Die Tischtennis-Abteilung des TV Hersfeld hofft mit Günter Ogroske auf eine bessere Zukunft

Eine Herzensangelegenheit

bad hersfeld. Die Tischtennisabteilung des TV Hersfeld hat eine neues Zugpferd. Zugegeben, kein ganz junges, wildes – aber eines mit einem guten Namen. Günter Ogroske, Tischtennis-Urgestein aus Heringen, ist nach Bad Hersfeld zurückgekehrt.

69 Jahre alt ist der kleine Mann mit den grauen, seitlich gescheitelten Haaren und dem freundlichen Gesicht mittlerweile. Wenn es um Tischtennis geht, scheint der Tatendrang des ehemaligen Hessenligaspielers indes ungebrochen. „Ich möchte helfen, beim TVH wieder etwas aufzubauen. Der Verein liegt mir sehr am Herzen“, sagt Ogroske.

Von 1972 bis 1989 spielte er erfolgreich für den Hersfelder Club und feierte in dieser Zeit auch als Trainer der Jugend- und Schülermannschaften beachtliche Erfolge. Das müssen so viele gewesen sein, dass man bei Ogroskes Aufzählungen – er hat auch einige alte Zeitungsausschnitte zum Gespräch mitgebracht – leicht einmal durcheinandergeraten kann. Aber was soll’s.

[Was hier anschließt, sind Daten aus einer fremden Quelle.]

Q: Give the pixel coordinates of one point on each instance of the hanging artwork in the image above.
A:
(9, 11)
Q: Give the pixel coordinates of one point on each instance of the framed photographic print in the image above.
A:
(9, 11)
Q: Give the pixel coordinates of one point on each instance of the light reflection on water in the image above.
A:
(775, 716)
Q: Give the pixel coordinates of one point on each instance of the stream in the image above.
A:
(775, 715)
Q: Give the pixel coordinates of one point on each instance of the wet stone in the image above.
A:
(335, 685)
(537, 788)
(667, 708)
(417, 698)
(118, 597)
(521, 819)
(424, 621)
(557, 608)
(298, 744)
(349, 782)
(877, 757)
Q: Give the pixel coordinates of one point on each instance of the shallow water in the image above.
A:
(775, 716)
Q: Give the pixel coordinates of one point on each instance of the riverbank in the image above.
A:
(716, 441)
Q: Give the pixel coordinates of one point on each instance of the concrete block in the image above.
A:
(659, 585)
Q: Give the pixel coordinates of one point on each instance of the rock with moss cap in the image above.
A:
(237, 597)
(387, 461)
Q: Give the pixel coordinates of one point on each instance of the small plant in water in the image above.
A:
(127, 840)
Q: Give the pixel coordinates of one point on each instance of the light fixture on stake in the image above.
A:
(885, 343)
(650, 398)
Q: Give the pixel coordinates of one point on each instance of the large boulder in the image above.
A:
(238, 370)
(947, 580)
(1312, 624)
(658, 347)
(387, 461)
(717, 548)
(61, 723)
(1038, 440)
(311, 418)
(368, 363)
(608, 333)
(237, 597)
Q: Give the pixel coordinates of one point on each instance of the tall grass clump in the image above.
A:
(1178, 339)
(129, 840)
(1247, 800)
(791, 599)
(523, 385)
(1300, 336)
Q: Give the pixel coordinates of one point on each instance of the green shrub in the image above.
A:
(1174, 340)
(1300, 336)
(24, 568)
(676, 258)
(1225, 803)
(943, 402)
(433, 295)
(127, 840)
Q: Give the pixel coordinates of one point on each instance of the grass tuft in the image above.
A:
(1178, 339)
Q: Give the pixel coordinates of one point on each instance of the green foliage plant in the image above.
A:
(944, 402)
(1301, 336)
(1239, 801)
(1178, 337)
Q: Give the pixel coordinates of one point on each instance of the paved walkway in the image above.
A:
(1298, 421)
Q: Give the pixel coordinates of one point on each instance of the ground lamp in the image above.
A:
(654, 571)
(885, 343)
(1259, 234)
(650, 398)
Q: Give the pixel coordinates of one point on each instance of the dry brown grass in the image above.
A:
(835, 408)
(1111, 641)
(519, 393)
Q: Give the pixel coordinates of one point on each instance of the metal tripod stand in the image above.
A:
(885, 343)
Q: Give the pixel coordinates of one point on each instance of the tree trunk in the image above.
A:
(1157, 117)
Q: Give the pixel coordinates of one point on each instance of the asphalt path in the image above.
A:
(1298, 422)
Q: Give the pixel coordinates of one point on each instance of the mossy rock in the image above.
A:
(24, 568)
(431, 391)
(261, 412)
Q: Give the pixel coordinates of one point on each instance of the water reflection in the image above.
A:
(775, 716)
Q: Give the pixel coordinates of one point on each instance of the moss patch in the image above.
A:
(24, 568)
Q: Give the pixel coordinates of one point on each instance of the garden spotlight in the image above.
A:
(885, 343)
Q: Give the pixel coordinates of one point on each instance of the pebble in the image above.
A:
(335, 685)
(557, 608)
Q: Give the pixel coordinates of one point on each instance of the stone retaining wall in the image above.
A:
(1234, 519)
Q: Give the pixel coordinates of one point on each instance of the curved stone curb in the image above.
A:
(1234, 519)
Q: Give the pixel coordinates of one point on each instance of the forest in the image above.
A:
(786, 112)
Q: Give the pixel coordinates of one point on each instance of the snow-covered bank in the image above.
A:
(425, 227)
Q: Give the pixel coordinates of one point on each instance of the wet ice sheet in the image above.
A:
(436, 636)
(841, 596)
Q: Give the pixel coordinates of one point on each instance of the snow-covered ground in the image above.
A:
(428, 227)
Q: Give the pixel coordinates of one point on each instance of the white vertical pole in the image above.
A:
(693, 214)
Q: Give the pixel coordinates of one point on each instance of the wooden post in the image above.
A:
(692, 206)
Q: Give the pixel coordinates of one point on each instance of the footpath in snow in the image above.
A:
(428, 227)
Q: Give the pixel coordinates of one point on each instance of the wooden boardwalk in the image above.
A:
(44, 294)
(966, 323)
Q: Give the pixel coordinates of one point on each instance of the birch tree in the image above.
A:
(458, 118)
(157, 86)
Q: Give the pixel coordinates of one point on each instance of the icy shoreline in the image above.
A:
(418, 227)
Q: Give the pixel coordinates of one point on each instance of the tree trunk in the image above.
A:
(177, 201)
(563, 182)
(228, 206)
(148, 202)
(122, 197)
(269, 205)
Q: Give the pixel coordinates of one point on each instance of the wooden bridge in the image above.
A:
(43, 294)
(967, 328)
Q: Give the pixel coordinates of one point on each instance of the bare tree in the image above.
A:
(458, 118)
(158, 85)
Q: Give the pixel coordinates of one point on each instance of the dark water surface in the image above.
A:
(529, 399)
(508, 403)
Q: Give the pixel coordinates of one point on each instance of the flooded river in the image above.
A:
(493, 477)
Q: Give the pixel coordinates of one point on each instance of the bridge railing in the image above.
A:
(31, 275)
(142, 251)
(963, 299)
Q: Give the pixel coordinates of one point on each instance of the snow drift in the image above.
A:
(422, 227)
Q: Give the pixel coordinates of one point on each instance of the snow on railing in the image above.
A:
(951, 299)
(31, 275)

In diesem Artikel soll es ja nicht um nostalgische Erfolge gehen. Und es soll auch kein Porträt von Günter Ogroske werden. Dieser Artikel erzählt die Geschichte der Tischtennisabteilung des TV Hersfeld zu Beginn des Jahres 2012.

Sie geht so: Das Hersfelder Tischtennis hat schon bessere Zeiten gesehen. Viel bessere. Knapp 100 Mitglieder zählt die Sparte zurzeit. Doch nur etwa zehn davon sind noch im Seniorenbereich aktiv. Der jüngste Spieler ist mit Felix Diwisch zwar erst 19 Jahre alt, doch Abteilungsleiter Lothar Weidmann sagt mit einem gequälten Lächeln: „Wir sind eine ziemliche Seniorentruppe geworden.“ Paul Zietz, der älteste Aktive, ist über 70. Und so kommt es, dass die Hersfelder nur noch eine einzige Mannschaft im Seniorenbereich aufbieten können. Das Team spielt in der 2. Kreisklasse und ist dort mit 0:24 Punkten abgeschlagen Tabellenletzter. Bei sieben Punkten Rückstand zum Relegationsplatz und gar elf zum rettenden Ufer ist der Abstieg vorprogrammiert. „Wenn wir nicht bald noch ein oder zwei gute Spieler dazubekommen, steigen wir ab“, sagt Ogroske. Er hofft, dass sich nach diesem Artikel vielleicht der ein oder andere Spieler, der derzeit frei ist, beim TVH meldet. Ganz nebenbei: Der ehemalige Klassespieler ist die neue Nummer eins der Hersfelder. Auf seine Punkte kann sich der Club verlassen. In der 2. Kreisklasse muss sich Ogroske vor keinem Gegner verstecken.

„Ich kann nicht gut verlieren.“

günter ogroske

In der Jugendabteilung der Hersfelder sieht es ebenfalls es mau aus. Mannschaften im Spielbetrieb gibt es nicht. Etwa 15 Jugendliche im Alter von sieben bis 14 Jahren trainieren neuerdings mit Günter Ogroske. „Wir konnten den Jugendlichen keine vernünftigen Perspektiven mehr für den Seniorenberich bieten. Deshalb haben uns in den vergangenen Jahren acht Talente verlassen. Die spielen jetzt auf der Hohen Luft, beim Lax oder in Kathus“, erzählt Abteilungsleiter Weidmann.

Jetzt also soll etwas passieren. Mit einer neuen Galionsfigur. Mit Günter Ogroske. Ein geregelter Trainings- und Spielbetrieb ist das Ziel des Mannes, der seit 1972 seinen Übungsleiterschein besitzt und sich, so wie früher auch in Bad Hersfeld, noch immer in Obersuhl an der Schule um Tischtennis-Talente kümmert.

Er und Weidmann wollen eine solide Basis schaffen und in naher Zukunft auch eine schlagkräftige Mannschaft aufbauen. In der schmucken, renovierten Jahnhalle sollen schon bald wieder Siege gefeiert werden. Am liebsten so wie damals, in den 70er und 80er-Jahren, an die Günter Ogroskes Zeitungsausschnitte erinnern.